What makes this comparison concerning is the stealthy nature of fiscal drag. Taxpayers have been subject to its effects for at least two consecutive years. If a 1% VAT increase is introduced in 2026 or soon thereafter, households will feel a double impact: the ongoing squeeze of bracket creep compounded by the explicit burden of higher consumption taxes.
In plain terms, the government is already taking more from households by omission and may soon take more again by commission. For middle-income earners especially, this combination erodes spending power significantly. Second, because VAT is mildly regressive — it takes a higher share of income from the poor than the rich — there are social equity implications too.
Fiscal drag is a hidden tax because it embodies a deliberate choice by the government not to adjust brackets, knowing this omission will raise revenue. Such policies by omission are politically convenient: they avoid parliamentary debate, escape headline scrutiny and spread the burden across millions of taxpayers. Yet they are no less real in their economic effect than an explicit tax rise.
The danger is that citizens grow increasingly mistrustful of the tax system, perceiving it as opaque or manipulative. Transparency matters, especially in a country where tax compliance depends on a small, overburdened base of personal and corporate taxpayers.
Despite shelving plans for a VAT increase in 2025, the Treasury has limited alternatives. Corporate tax has already been cut to improve competitiveness, and personal tax rates are among the highest in the middle-income world. With debt service costs mounting and social demands rising, VAT — broad-based and relatively efficient — is the most likely lever to be pulled.

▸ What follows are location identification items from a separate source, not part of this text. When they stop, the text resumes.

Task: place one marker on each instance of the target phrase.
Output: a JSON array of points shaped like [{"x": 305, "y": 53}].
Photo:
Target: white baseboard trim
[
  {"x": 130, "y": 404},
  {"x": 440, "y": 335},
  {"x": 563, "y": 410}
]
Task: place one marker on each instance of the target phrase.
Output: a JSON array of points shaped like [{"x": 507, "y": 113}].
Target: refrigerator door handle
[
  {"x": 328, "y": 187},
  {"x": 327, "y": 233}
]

International lenders such as the IMF and the World Bank, while cautioning against over-reliance on taxation, accept that SA may have little choice in the short run. A one to two percentage point VAT hike in the near future thus seems inevitable, but when it does happen, it will affect households already squeezed by fiscal drag.
The deeper lesson from the OG-ZAF model simulations is that tax measures alone cannot restore fiscal sustainability. Both fiscal drag and VAT increases raise revenue and reduce debt, but they leave growth stagnant and consumption weakened. It is clear from the modelling work that SA cannot tax its way out of its predicament.
Only structural reforms — stabilising the electricity supply, modernising rail and ports, reducing regulatory red tape and fostering competitiveness — can raise productivity and unlock sustained growth. When simulated in the OG-ZAF model, a modest 2% productivity boost translated into average GDP growth above 3%, stronger revenues, and even an increase in social transfers to the poor.
SA’s fiscal dilemma has led the government to resort to the hidden tax of fiscal drag and contemplating explicit measures such as a VAT hike. Model evidence shows these policies are in effect two sides of the same coin — comparable in their economic impact. The risk is that taxpayers will soon face a double blow: stealth tax by omission, followed by overt tax by commission.
In the near term raising VAT may be unavoidable, but the true solution lies not in squeezing households further, but in overhauling government policy to create a more competitive, investment-friendly environment. Growth, not extraction, must be the engine of fiscal stability. Only then can SA escape the cycle of stagnation and debt and build a more equitable economic future.
• Stuart, an economist, is an associate of the Trade Law Centre.